Pierre Anhoury : il y a eu une évolution de la collecte qui s’est bien sûr adaptée aux usages. Il y a 20 ans on numérisait des dossiers papiers. Aujourd’hui tous nos malades sont invités à télécharger une application sur laquelle ils vont trouver des informations relatives à leur situation, leurs rendez-vous, etc. Nous pouvons également les questionner de manière proactive et collecter de la data sur des éléments de leur quotidien en lien avec le traitement ou des effets secondaires par exemple.

La data est-elle également utilisée dans la partie prévention, en plus de la recherche ?

Pierre Anhoury : à l’Institut Curie, nous avons effectivement une consultation pour des familles touchées par le cancer, ou qui peuvent avoir un risque élevé d’en développer un. Elles viennent chez nous vérifier leurs gênes, les mutations génétiques éventuelles. Et ensuite, elles peuvent repartir avec une information en lien avec ce risque. Mais nous soignons surtout des malades et travaillons à l’optimisation de leur traitement et donc leur espérance de vie.

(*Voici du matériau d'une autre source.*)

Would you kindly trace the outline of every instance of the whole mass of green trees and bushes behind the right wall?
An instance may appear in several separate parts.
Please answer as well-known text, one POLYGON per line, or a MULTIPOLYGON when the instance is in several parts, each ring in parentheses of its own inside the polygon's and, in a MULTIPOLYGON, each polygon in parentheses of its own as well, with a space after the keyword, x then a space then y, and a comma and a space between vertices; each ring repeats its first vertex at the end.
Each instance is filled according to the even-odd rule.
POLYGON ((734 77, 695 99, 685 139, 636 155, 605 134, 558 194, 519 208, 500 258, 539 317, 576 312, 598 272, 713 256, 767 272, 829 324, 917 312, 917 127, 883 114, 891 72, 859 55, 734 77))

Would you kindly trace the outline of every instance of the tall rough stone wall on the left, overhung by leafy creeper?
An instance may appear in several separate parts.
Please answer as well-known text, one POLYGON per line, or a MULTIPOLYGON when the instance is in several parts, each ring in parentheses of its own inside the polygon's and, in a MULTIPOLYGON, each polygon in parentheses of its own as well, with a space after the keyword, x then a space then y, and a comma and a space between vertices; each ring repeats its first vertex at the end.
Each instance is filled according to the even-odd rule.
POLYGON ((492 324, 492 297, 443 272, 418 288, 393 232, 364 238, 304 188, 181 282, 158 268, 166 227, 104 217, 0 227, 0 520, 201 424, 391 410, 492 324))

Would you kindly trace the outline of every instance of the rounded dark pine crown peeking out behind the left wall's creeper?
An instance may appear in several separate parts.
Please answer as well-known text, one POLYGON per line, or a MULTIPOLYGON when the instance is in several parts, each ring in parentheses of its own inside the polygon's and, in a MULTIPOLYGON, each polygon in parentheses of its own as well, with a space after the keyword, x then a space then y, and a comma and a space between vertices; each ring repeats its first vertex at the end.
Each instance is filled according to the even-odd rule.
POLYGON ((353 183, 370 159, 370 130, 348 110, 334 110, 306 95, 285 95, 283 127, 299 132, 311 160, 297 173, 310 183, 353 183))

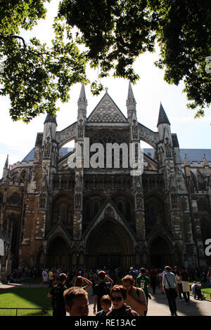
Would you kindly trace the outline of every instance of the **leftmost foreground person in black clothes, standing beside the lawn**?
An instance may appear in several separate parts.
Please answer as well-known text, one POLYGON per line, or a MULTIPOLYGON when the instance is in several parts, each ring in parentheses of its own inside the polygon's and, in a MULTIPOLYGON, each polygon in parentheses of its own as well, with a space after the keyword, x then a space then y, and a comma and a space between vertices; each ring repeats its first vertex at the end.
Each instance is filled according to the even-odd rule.
POLYGON ((52 297, 53 316, 66 316, 65 302, 63 292, 67 289, 65 282, 67 275, 61 273, 58 277, 58 283, 53 286, 47 297, 52 297))

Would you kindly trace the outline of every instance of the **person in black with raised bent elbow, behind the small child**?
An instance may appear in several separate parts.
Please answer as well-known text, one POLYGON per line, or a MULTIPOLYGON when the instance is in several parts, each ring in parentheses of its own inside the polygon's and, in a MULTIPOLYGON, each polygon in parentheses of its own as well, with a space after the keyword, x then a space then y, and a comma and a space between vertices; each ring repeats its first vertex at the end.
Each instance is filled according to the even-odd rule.
POLYGON ((98 279, 99 283, 94 286, 94 314, 96 314, 96 305, 97 305, 97 311, 99 312, 101 308, 101 298, 105 294, 110 295, 110 288, 108 284, 106 283, 106 279, 110 282, 110 285, 113 284, 113 279, 110 279, 108 275, 106 275, 106 272, 101 270, 101 272, 98 272, 98 279))

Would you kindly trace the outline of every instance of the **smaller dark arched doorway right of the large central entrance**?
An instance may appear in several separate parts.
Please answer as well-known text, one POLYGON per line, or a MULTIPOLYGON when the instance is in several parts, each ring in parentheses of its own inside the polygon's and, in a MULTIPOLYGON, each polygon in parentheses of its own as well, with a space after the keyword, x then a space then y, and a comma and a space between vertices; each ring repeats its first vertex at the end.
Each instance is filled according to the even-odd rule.
POLYGON ((163 268, 173 263, 172 248, 163 237, 158 236, 151 242, 150 255, 151 266, 163 268))

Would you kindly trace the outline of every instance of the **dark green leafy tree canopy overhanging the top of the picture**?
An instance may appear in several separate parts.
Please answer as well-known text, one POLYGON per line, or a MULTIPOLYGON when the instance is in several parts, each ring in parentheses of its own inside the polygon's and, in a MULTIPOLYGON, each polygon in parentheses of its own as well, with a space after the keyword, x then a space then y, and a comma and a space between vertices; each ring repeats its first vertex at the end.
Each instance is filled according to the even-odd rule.
MULTIPOLYGON (((0 2, 0 94, 10 96, 14 120, 56 114, 56 101, 68 100, 72 84, 89 82, 87 65, 98 68, 99 78, 113 74, 136 83, 134 61, 156 44, 155 65, 165 81, 184 81, 188 107, 204 115, 211 102, 210 0, 61 0, 52 45, 36 37, 26 44, 20 28, 32 29, 44 18, 49 1, 0 2)), ((103 85, 92 81, 91 89, 99 93, 103 85)))

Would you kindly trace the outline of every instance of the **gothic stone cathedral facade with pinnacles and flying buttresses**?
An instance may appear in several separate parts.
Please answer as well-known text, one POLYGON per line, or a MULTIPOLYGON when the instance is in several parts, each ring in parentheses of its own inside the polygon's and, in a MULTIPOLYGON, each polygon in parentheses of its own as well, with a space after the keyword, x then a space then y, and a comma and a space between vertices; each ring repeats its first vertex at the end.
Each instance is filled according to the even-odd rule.
MULTIPOLYGON (((211 239, 211 149, 180 149, 160 103, 158 131, 137 121, 129 84, 127 117, 106 93, 87 116, 82 85, 77 121, 57 131, 46 116, 34 148, 0 180, 1 275, 27 268, 185 265, 203 267, 211 239), (143 173, 70 166, 75 148, 101 143, 148 143, 143 173)), ((68 123, 69 124, 69 123, 68 123)), ((120 150, 120 160, 121 160, 120 150)), ((106 157, 104 159, 106 161, 106 157)))

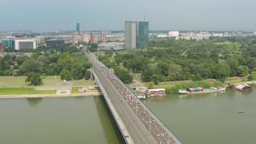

Vous travaillez aujourd’hui avec un certain nombre d’associations et avez constitué un véritable écosystème en lien avec l’Institut. Pouvez-vous nous en dire plus ?

Xose Fernandez : quand on parle de la cancérologie, ce que l’on fait, on le fait pour le patient. Nous travaillons avec un certain nombre d’associations de patients, parmi lesquelles Patients en réseaux.

Pierre Anhoury : actuellement, il y a près de 50 associations de patients attachées à Curie. Ces 50 associations font l’objet d’une mission de coordination qui est en cours afin de bien les caractériser. Certaines devraient ensuite être labellisées par l’Institut Curie prochainement. Au titre de ce label, elles pourront ainsi bénéficier des services de la direction Data notamment.

Quels sont les grands enjeux à venir pour vous en lien avec la Data et l’IA ?

Xose Fernandez : une des révolutions en marche en cancérologie est l’immunothérapie*. Au-delà ce domaine, aujourd’hui nous pouvons, en effet, capter des données de vie réelle au-delà des essais cliniques (très structurés et quelques fois pas représentatives de la réalité en clinique). Cela permet notamment d’adapter les traitements (on a des informations du patient sur les effets secondaires de leur traitement, et comme est-ce qu’ils se sentent).

Pierre Anhoury : sur le plan des médicaments, l’objectif est de lever le maximum d’incertitudes. Aujourd’hui, leur efficacité n’est jamais certaine. On a cité l’immunothérapie. Cela fonctionne par exemple 1 fois sur 5 dans certaines indications. Et globalement, nous ne savons pas pourquoi ni chez qui.

Donc tout ce travail d’analyse vise à trouver les bons répondeurs et de les caractériser afin d’essayer de prédire qui va répondre à un type de traitement. Ce que nous sommes en train de faire en France, nous le partageons également avec des partenaires à l’international.

Pour terminer : des lois comme la RGPD sont-elles un frein à la recherche ?

Xose Fernandez : Le RGPD est là pour nous protéger. En cancérologie, la majorité de nos patients acceptent que nous utilisions leurs données dans la recherche en cancérologie. Les gens sont très motivés, parce qu’ils veulent contribuer à la lutte contre le cancer.

Pour en savoir plus sur l’Institut Curie, rendez-vous sur curie.fr

*L’immunothérapie est un traitement qui vise à stimuler et à mobiliser les défenses immunitaires de l’organisme du patient, contre les cellules cancéreuses.